Berikutnya, susunan Dewan Revolusi terdiri dari empat angkatan, termasuk sipil di dalamnya; personel yang menangkap dan membunuh para Pahlawan Revolusi bukan hanya personel TNI AD, tapi ada juga dari TNI AU dan Sukwan Dwikora; dukungan TNI AU kepada Dewan Revolusi (perintah harian Panglima AU No 445 tanggal 1 Oktober 1965) dan surat Brigjen Suparjo kepada Omar Dani.

Kedua, Dewan Revolusi adalah kudeta yang didalangi PKI (Victor McVeigh). Buktinya, tidak mencantumkan nama Presiden Sukarno; susunannya sampai ke daerah; senjata dipasok Letkol Heru (AU), kabinet didemisioner dan akan diganti kabinet baru.

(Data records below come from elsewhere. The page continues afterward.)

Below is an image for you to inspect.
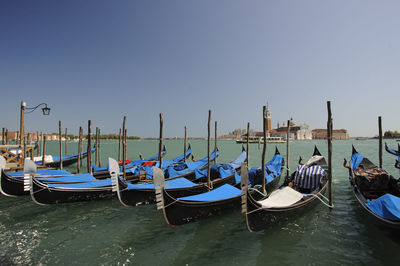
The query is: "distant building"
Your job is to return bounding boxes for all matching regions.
[218,134,240,140]
[312,129,350,140]
[270,118,312,140]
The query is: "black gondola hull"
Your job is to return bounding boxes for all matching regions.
[118,175,234,206]
[163,175,281,226]
[31,180,116,204]
[246,182,327,232]
[0,171,29,196]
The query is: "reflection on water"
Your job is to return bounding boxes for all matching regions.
[0,140,400,265]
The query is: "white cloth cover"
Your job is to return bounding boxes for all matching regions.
[33,155,54,163]
[304,155,324,165]
[258,186,303,209]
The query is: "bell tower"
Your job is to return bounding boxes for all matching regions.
[267,103,272,131]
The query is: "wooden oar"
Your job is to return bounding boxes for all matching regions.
[240,163,249,213]
[153,167,165,210]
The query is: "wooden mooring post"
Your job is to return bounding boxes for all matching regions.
[286,120,290,178]
[58,120,63,169]
[246,122,250,167]
[86,120,93,174]
[76,127,82,174]
[207,110,212,190]
[94,127,99,165]
[183,126,187,163]
[42,135,47,166]
[158,113,164,170]
[118,128,121,161]
[40,132,44,156]
[35,131,40,157]
[97,128,101,167]
[64,128,68,155]
[122,116,127,179]
[261,105,267,195]
[378,116,383,168]
[123,128,128,179]
[327,101,333,208]
[214,121,218,164]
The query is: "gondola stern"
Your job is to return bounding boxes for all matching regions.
[153,167,165,210]
[313,145,322,156]
[240,163,249,215]
[108,158,130,207]
[351,145,358,155]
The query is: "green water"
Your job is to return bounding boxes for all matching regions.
[0,140,400,265]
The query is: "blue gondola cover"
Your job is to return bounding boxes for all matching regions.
[178,184,242,201]
[366,193,400,221]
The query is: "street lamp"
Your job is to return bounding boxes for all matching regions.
[19,101,50,161]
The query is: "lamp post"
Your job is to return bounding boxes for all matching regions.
[19,101,50,162]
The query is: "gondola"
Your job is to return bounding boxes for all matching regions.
[24,151,195,204]
[92,145,169,176]
[385,142,400,156]
[112,150,241,206]
[34,147,96,168]
[0,156,72,197]
[344,146,400,230]
[242,146,328,232]
[24,159,115,205]
[155,149,283,226]
[127,149,219,182]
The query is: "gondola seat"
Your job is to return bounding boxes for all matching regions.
[178,184,242,201]
[258,186,304,208]
[366,194,400,221]
[354,168,390,199]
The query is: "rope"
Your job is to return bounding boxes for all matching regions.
[164,199,178,209]
[306,192,334,208]
[247,187,267,197]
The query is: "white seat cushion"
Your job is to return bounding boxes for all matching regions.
[258,187,303,208]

Ketiga, bahwa pimpinan PKI terlibat. Buktinya, Polit Biro PKI membentuk Biro Khusus dipimpin Sam Kamaruzaman, Pono, dan Bono untuk membina personel ABRI, khususnya TNI AD sebagai otak G30S/PKI; pernyataan Bung Karno pada 1965/1966 bahwa G30S/PKI akibat keblingernya pimpinan PKI; pernyataan Ribka Tjiptaning anak tapol PKI (buku Menyusuri Jalan Perubahan halaman 153-155).

Keempat, partai komunis adalah partai yang terlibat G30S/PKI. Sebagai bukti, pembentukan Biro Khusus langsung di bawah ketua umum PKI DN Aidit, otokritik Brigjen Suparjo (Dokumen No 17 halaman 352 buku Victor McVeigh) tentang kenapa PKI gagal kudeta; instruksi no 1-8 CC PKI tanggal 28 September 1965 (buku Victor McVeigh halaman 346) menyebutkan, untuk menyimpan senjata dan bangkit kembali jika keadaan memungkinkan.

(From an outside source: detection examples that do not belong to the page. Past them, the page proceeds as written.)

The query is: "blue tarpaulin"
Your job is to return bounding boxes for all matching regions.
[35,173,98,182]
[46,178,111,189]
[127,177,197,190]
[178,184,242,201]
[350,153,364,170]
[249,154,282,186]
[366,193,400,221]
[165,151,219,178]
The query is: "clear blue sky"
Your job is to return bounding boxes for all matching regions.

Selanjutnya, pernyataan Brigjen Sugandi tentang perkataan Aidit bahwa akan terjadi G30S (buku victor McVeigh halaman 368); surat Aidit kepada Presiden Sukarno pada 6 Oktober 1965 (buku Victor McVeigh halaman 343), yakni 1) Aidit diberi tahu bahwa pada 30 September 1965 malam G30S/PKI akan dijalankan dan pada 1 Oktober 1965 Aidit mendapat laporan kembali bahwa G30S/PKI berhasil dijalankan. 2) Dalam surat Aidit kepada BUng Karno bahwa ia tidak mengetahui G30S/PKI, tetapi isi surat itu juga mendapat laporan G30S/PKI akan dijalankan pada 30 September 1965, dan pada 1 Oktober ia mendapat laporan bahwa G30S/PKI telah dilaksanakan.

Mengapa bisa terjadi pertentangan antara laporan kepada Bung Karno dengan kenyataan sebenarnya? Dengan demikian, nyatalah kebenaran pimpinan PKI dan partai terlibat dalam G30S/PKI.

Lainnya, pembunuhan terhadap 60 anggota Banser di Banyuwangi tanggal 1 Oktober 1965 dan lawan-lawan PKI di Blitar dan Kediri dari ormas NU. Dua anggota Muhammadiyah di Kediri, 35 orang di Solo tanggal 22 Oktober 1965, dan daeran lain yang belum didata.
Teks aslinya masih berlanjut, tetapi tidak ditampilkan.